Perceptual-Coherence Gradient: The demonstration that lexical acquisition is not arbitrary set learning but follows a monotonic gradient governed by perceptual coherence.
Dissociation of Perception and Semantics: A pre-registered experiment over CIFAR-100 confirming that acquisition accuracy is driven by perceptual distance rather than semantic relatedness.
Bidirectional Distinction: Evidence that image-to-label naming and label-to-image retrieval expose distinct capacities (concept-geometry compatibility vs. memory fidelity).
Null Result on Representational Restructuring: Findings indicating that while agents can converge on shared lexical usage, this consensus does not substantially reorganize internal perceptual representations under the current architecture.

Results

Acquisition Gradient: Naming accuracy (C1) follows a robust, monotonic perceptual-coherence gradient. Native categories are acquired with near-perfect accuracy. Coherent overextensions remain highly learnable. Mid-disjunctive concepts show partial degradation, and far-disjunctive concepts degrade to near-chance levels. This pattern holds across centroid, exemplar, and linear learners.
Perceptual vs. Semantic Drivers: In the dissociation experiment, where perceptual and semantic distances disagreed, acquisition accuracy tracked the perceptual predictor (partial $R^2 = 0.245, p < 10^{-7}$ ). The semantic predictor added no significant explanatory power (partial $R^2 = 0.002, p = 0.660$ ). This confirms the gradient is a property of the perceptual substrate's geometry, not a measurement artifact.
Retrieval Dynamics: Label-to-image retrieval (C2) reveals a memory-fidelity dimension. Exemplar-based mechanisms consistently outperform compressed centroid prototypes, particularly for coherent but multimodal concepts. Linear discriminative baselines recover additional structure under hard candidate pools.
Consensus and Alignment: Multi-agent experiments show that agents can converge on a shared vocabulary, and feedback improves agreement. However, the no-feedback baseline already achieves high consensus accuracy, suggesting shared perceptual geometry is the dominant stabilizing force.
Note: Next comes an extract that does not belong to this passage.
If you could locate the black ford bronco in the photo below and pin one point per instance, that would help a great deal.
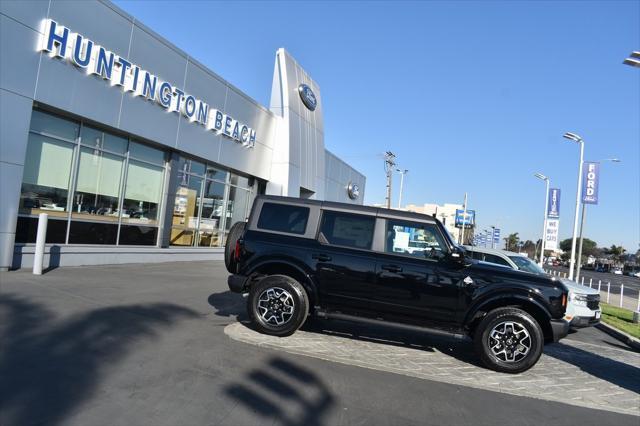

Crucially, consensus feedback does not significantly reduce inter-agent centroid distances or reshape internal representations.
Falsification: The grounding effect collapses when embeddings are randomized or image-embedding bindings are permuted, confirming that correct grounding depends on the perceptual substrate and its binding to labels.

Significance and Claims
The paper positions Lexical Consensus not as a solution to full artificial language acquisition, but as a constrained empirical scaffold for studying the boundaries of grounded lexical learning.

The primary significance is the demonstration that early lexical acquisition is constrained by perceptual coherence. Agents learn labels more reliably when taught concepts correspond to coherent regions of the perceptual space. As taught concepts cut across distant regions of that space, performance degrades. This reframes the role of the perceptual substrate: its structure is not merely a confound to be hidden, but the condition under which acquisition becomes measurable.

Furthermore, the paper claims that shared lexical agreement should not be overinterpreted as representational transformation. While agents can coordinate decisions over a shared perceptual geometry, the current architecture shows that lexical feedback alone does not reorganize the underlying perceptual embeddings.

Ultimately, the work argues for a shift in AI evaluation from static performance metrics to acquisition-based tests that measure how agents acquire, retrieve, and stabilize meaning under perceptual constraints. It establishes that while agents can acquire and share lexical mappings over frozen perception, the scope of what can be learned is strictly bounded by the alignment between the taught concept and the available perceptual geometry.